Another models that included patients with IL-6 (n = 3900) and UA (n = 13,052) results also indicate the presence of a correlation structure between hypoglycemia and PVD in the study participants (Supplemental Figure 4a, b) and reinforce the significant roles that metabolic factors and inflammation factors played in both the forward and the reverse association. As shown in Supplemental Figure 4a, the correlation structure between hypoglycemia and PVD was mediated by NLR, HbA1c, UA, and SBP. In the forward model, hypoglycemia had a direct impact on NLR (E = 0.700), which subsequently affected HbA1c (E = 0.013) and UA (E = 0.012). HbA1c contributed to PVD (E = 0.016) and UA directly impacted PVD (E = 0.093). In the reverse model, PVD influenced hypoglycemia by multiple feedback mechanisms. PVD directly impacted UA (E = 0.123), hypoglycemia (E = 0.670), and SBP (E = 4.16). UA (E = 0.067) and HbA1c (E = 0.0003), in turn, directly affected hypoglycemia. Hypoglycemia increased IL-6 (E = 0.067) (Supplemental Figure 4b), which subsequently impacted HbA1c (E = 0.234) and contributed to the development of PVD (E = 0.013). IL-6 also had a direct effect that nearly reached significance (E = 0.023, p = 0.07) on PVD.
Taken together, the forward and reverse models indicate the presence of a bidirectional and interconnected relationship between hypoglycemia and PVD that is mediated by abnormal inflammation, and metabolic abnormalities (glycemic control, uric acid, and blood pressure). The findings are consistent with the existence of a potential mutual association in which hypoglycemia and PVD mutually aggravate each other through complex physiological pathways.
Discussion
In T2DM patients, PVD is more challenging to treat and manage than lesions of single vascular bed. Previous studies show that it also has a poorer prognosis and requires greater clinical attention.11,14–16 There are metabolic, circulatory, and inflammatory pathways that are common to both PVD and hypoglycemia, suggesting that they may be linked by a bidirectional potential mutual association1,5–9,15,22,23 but that relationship is often overlooked in clinical practice.

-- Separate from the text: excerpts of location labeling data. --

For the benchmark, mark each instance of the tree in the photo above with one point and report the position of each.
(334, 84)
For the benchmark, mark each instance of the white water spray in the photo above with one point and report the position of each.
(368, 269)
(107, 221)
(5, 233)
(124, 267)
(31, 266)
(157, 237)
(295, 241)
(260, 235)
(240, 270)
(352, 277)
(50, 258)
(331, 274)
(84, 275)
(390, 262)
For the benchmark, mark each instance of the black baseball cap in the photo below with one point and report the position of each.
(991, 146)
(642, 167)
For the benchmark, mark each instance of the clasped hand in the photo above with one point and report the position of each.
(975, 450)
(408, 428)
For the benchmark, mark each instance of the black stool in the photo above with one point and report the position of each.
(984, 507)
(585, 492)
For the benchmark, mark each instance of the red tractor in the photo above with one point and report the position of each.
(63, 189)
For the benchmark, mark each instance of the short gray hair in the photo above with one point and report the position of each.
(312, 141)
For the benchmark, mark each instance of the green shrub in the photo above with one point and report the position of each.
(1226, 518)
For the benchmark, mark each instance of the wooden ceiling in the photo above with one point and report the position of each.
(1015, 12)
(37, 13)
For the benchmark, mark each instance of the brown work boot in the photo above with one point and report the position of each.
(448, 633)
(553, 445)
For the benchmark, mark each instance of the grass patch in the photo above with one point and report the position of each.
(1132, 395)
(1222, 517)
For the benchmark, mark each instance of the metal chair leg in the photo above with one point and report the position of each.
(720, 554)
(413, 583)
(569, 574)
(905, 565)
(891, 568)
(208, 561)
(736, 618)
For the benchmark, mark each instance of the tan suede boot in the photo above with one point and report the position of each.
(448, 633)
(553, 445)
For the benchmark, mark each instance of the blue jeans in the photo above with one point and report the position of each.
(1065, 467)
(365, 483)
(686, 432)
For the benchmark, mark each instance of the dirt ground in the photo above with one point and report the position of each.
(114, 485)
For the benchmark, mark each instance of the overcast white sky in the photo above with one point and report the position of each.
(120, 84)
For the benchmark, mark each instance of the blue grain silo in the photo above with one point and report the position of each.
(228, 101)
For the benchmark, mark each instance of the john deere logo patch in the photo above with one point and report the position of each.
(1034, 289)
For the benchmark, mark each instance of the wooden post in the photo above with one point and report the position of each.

Our study shows that there was a two-way relationship between hypoglycemia and PVD in these diabetes patients. Using logistic analysis and SEM, our study demonstrated the potential potential mutual association in which these two diseases exacerbate each other through complex physiological pathways (see Tables 2 and 3; Figures 1 and 4; Supplemental Tables 4 and 5; Supplemental Figure 4). Stratified and interaction analysis found that the association of hypoglycemia and PVD was stronger in certain subgroups, particularly those with worse metabolic and inflammatory states (Figure 3, Supplemental Figure 3). In addition, our study also revealed a big gap between the detection rate and diagnosis rate of hypoglycemia, reflecting that hypoglycemia is still underappreciated in clinical practice (Supplemental Figure 1).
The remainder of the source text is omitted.